Monday, March 19, 2007

More Thai Muslims flee to Malaysia

A third group of Thai Muslims crossed into neighboring Malaysia, complaining of harassment by the military in Thailand’s Muslim south.

The group, which consists of seven men and 17 women aged between one and 57, said they had been beaten by Thai forces and that their sons were either missing or detained, according to the Malaysian Star newspaper.

The Thai government, which was installed after a bloodless coup in September, says that it is working on a policy of reconciliation to restore peace in the Muslim south, where more than 2,000 people have killed in three years of violence.
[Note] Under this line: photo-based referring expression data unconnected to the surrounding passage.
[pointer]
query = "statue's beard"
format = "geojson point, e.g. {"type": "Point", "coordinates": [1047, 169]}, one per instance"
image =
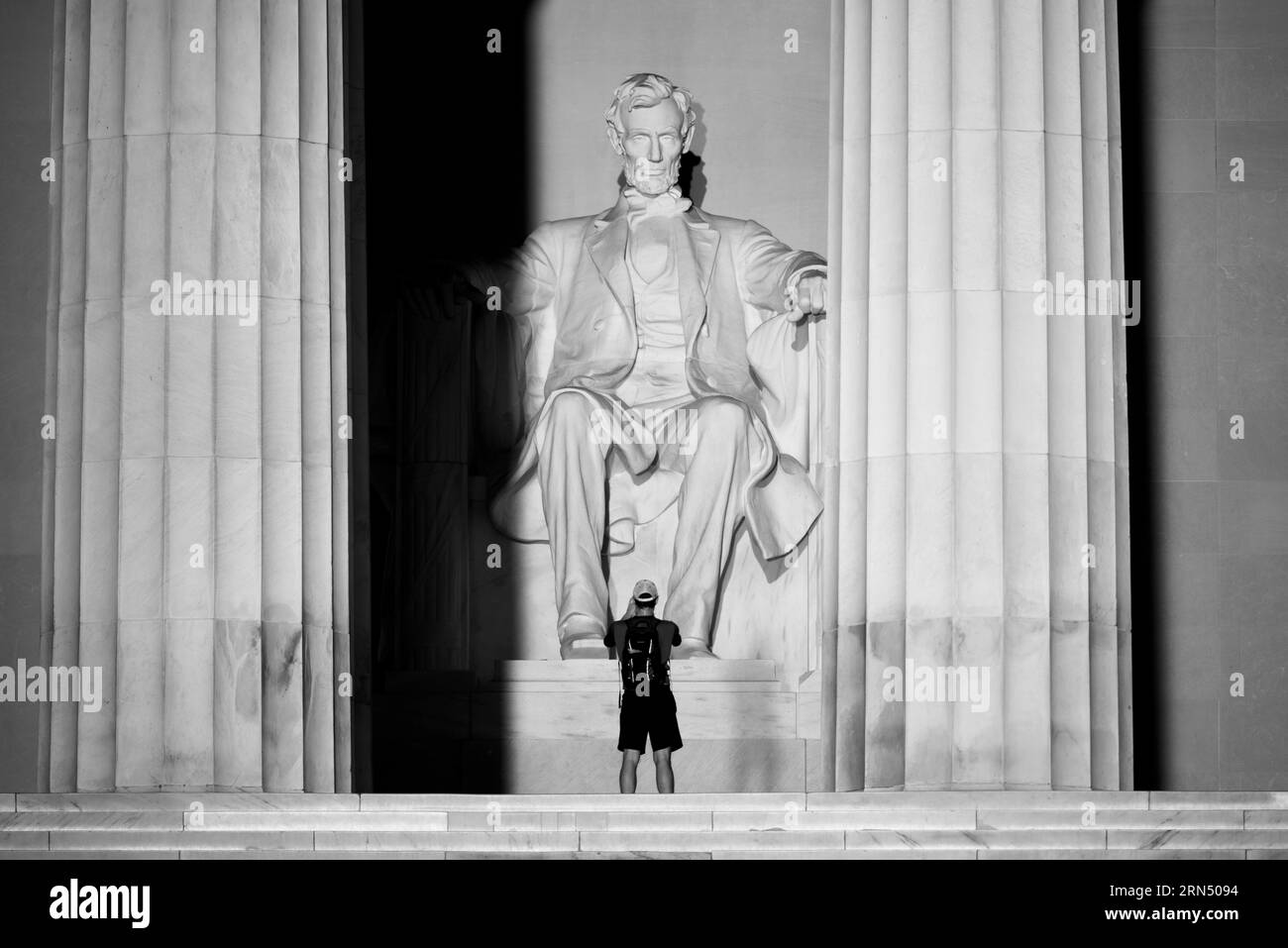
{"type": "Point", "coordinates": [638, 174]}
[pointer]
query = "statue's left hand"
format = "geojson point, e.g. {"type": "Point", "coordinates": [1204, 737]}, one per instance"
{"type": "Point", "coordinates": [810, 296]}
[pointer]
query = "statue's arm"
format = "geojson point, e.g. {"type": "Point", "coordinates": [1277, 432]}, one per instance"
{"type": "Point", "coordinates": [529, 281]}
{"type": "Point", "coordinates": [769, 270]}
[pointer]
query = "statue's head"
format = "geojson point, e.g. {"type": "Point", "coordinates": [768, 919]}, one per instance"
{"type": "Point", "coordinates": [651, 125]}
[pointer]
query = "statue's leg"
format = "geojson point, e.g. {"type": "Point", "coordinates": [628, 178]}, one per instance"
{"type": "Point", "coordinates": [571, 466]}
{"type": "Point", "coordinates": [716, 464]}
But recent attacks in the southern provinces have prompted Thai authorities to tighten security measures.

A spokesman for the Thai group, which arrived in Malaysia on Saturday, told the Star newspaper that a bomb attack on a mosque in his village had made it difficult for Muslims to gather to pray.

"Last week after the bomb blast, which injured scores of my neighbors, Thai soldiers came and simply arrested youths," he said, adding that many young men were missing or feared dead.

The group says that it is not seeking political asylum but wants the Malaysian government to stop the violence against Muslims in the four Thai southern provinces of Narathiwat, Yala, Pattani and Songkhla.

Malaysia’s immigration department officials could not be reached for comment, and an official of the UN refugee agency in Kuala Lumpur said it had no information on the case.

The escape of the Thai Muslim group follows the flight of 131 Muslim asylum seekers from southern Thailand in 2005, who are still being held in a Malaysian immigration depot, and an incident last December in which a second group of 20 Thai Muslims crossed into Malaysia.

Former Prime Minister Thaksin Shinawatra, who was toppled last year, has been accused of applying heavy-handed policies against Muslims in the south.

Last November, Prime Minister Surayud Chulanont vowed to bring about national reconciliation, and apologized for Thaksin’s tough policies which were blamed for stoking unrest in the south.

Coup leader Sonthi Boonyaratglin, the first Muslim to lead the Thai military, said that the apology showed the government’s willingness to resolve the conflict in the south.

However, the Hong Kong-based Asian Human Rights Commission said the apology should be followed by the arrest of guilty officers involved in the death of innocent Muslims.

Malaysia is a mainly Muslim country, while Thailand is predominantly Buddhist. Relations between the two neighbors had been strained over the violence in Thailand's largely Muslim far south.

Thailand's three southern provinces of Pattani, Yala and Narathiwat were all an independent Muslim sultanate before being annexed a century ago.